While the US Government continues to flop around like a fish
on a pier trying to figure out what is influence warfare on the grand scale and
to coordinate all operational levels and departments, Russia is already
dominating the influence war with false information.
The NY Times of August 28, 2016 ran “A Powerful Russian
Weapon: The Spread of False Stories”, see: http://www.nytimes.com/2016/08/29/world/europe/russia-sweden-disinformation.html?ref=world&_r=0,
which is also the photo source.)
The Russians are no newcomer to the influence war having
capitalized on misleading and accurate information to befuddle NATO, the EU and
others. The Russians recognize that different mediums are complimentary and are
well versed in employing complementary media such as Internet trolls to
propaganda not to mention their own news bureaus.

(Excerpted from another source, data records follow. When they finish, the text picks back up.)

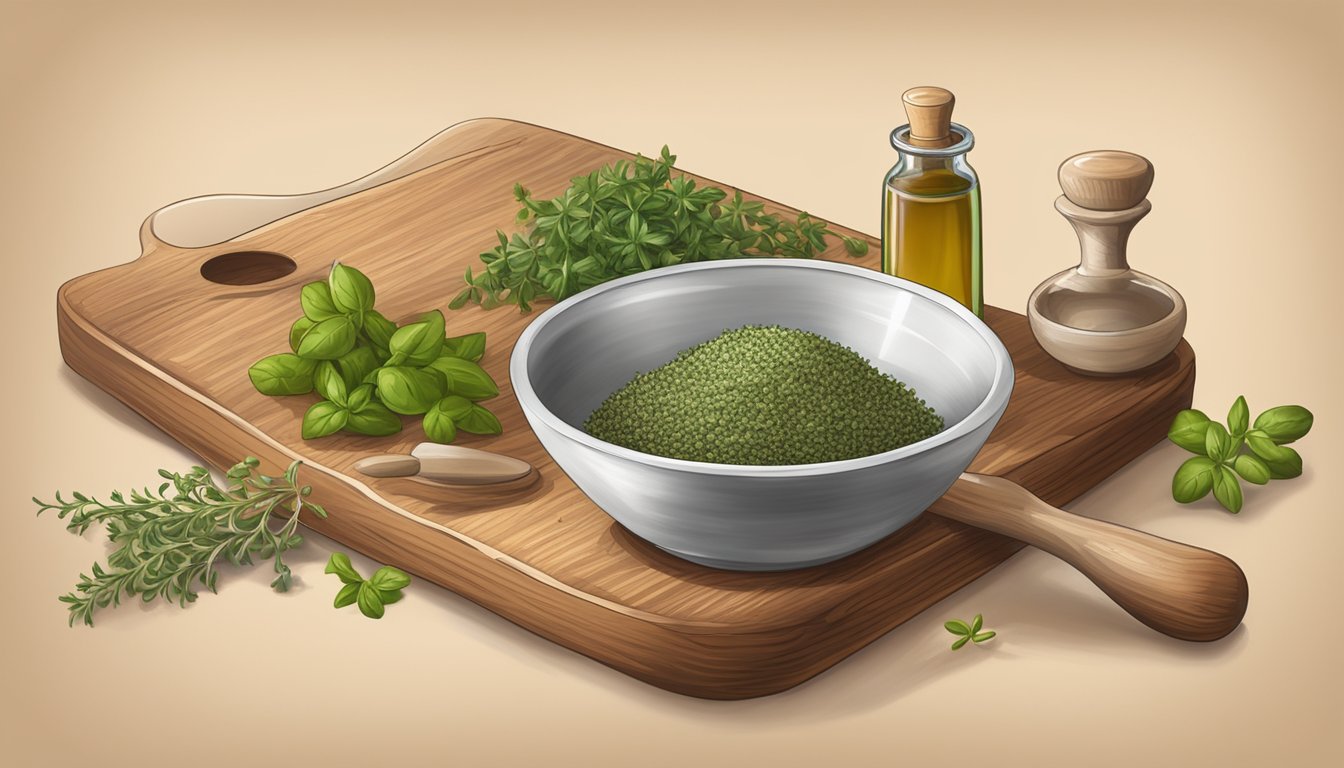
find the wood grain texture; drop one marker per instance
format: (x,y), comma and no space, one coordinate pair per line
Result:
(175,347)
(1178,589)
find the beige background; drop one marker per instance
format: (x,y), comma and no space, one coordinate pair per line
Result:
(112,110)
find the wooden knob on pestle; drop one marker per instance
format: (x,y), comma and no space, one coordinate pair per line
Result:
(929,110)
(1106,179)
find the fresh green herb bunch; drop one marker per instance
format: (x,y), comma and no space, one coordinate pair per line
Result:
(371,595)
(367,370)
(1222,456)
(626,218)
(764,396)
(167,542)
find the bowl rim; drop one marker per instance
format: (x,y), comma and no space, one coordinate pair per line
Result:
(988,409)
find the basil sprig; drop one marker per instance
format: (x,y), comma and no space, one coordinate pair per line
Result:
(969,632)
(368,371)
(1254,452)
(371,595)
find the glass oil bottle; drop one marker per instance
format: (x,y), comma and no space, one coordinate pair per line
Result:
(930,202)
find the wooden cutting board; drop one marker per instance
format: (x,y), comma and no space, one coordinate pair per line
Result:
(175,346)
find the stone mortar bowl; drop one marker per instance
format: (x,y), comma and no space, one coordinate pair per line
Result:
(749,517)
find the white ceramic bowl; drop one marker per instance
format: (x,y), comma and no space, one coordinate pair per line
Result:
(760,518)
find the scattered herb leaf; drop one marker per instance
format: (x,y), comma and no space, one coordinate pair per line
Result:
(381,589)
(969,632)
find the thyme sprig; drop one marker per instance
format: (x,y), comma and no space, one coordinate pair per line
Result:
(165,542)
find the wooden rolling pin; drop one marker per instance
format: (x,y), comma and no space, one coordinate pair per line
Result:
(1180,591)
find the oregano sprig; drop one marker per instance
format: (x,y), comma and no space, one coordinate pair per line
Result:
(1254,452)
(625,218)
(170,540)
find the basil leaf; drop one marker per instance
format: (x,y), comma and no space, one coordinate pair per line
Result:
(1194,479)
(343,568)
(379,331)
(329,384)
(465,378)
(1188,431)
(350,289)
(356,365)
(324,418)
(438,425)
(418,343)
(316,299)
(359,398)
(1218,443)
(1285,424)
(346,596)
(1251,468)
(370,603)
(469,347)
(1227,490)
(374,420)
(1266,448)
(328,339)
(1285,466)
(297,331)
(480,421)
(1238,418)
(409,390)
(282,374)
(389,579)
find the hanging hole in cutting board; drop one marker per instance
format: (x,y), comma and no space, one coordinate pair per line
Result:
(247,268)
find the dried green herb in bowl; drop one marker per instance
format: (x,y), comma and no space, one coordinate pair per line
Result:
(765,396)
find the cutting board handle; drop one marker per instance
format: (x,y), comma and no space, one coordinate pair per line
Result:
(211,219)
(1180,591)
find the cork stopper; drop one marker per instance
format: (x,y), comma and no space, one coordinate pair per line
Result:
(929,110)
(1106,179)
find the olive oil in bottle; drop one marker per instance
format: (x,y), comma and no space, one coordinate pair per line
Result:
(930,229)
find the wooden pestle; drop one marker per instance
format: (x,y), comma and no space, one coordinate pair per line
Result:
(1180,591)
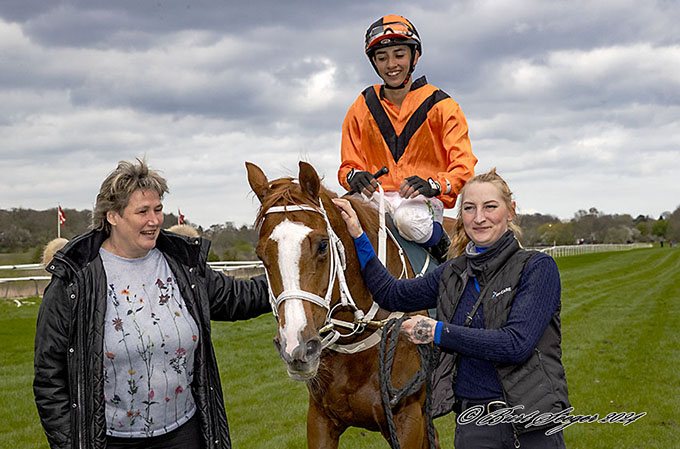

There is no shortage of good examples. The Ukraine and the
flight of Malaysia Airlines Flight 17 was one. A story about immigrant violence
in Germany is another good example cited by the article.
The article concludes, appropriately enough with a quote
from Dimitry Kiselyev, a popular Russian TV anchor, see: (Dimitry Kiselev is
Redefining the Art of Russian Propaganda” at https://newrepublic.com/article/118438/dmitry-kiselev-putins-favorite-tv-host-russias-top-propogandist,
the second photo source. “Today, it is much more costly to kill
one enemy soldier than during World War II, World War I or in the Middle Ages,”
he said in an interview (https://www.youtube.com/watch?v=pQErhwknhp4 -n Russian) on the state-run Rossiya 24
network. While the business of “persuasion” is more expensive now, too, he
said, “if you can persuade a person, you don’t need to kill him.”
Perhaps the new administration, having
waged multi-media; social media and traditional media campaigns will be more
aware of the cost effectiveness of the influence weapon and will orchestrate
the change needed for the US to not only counter other national efforts such as
the Russian, but to take the influence high ground.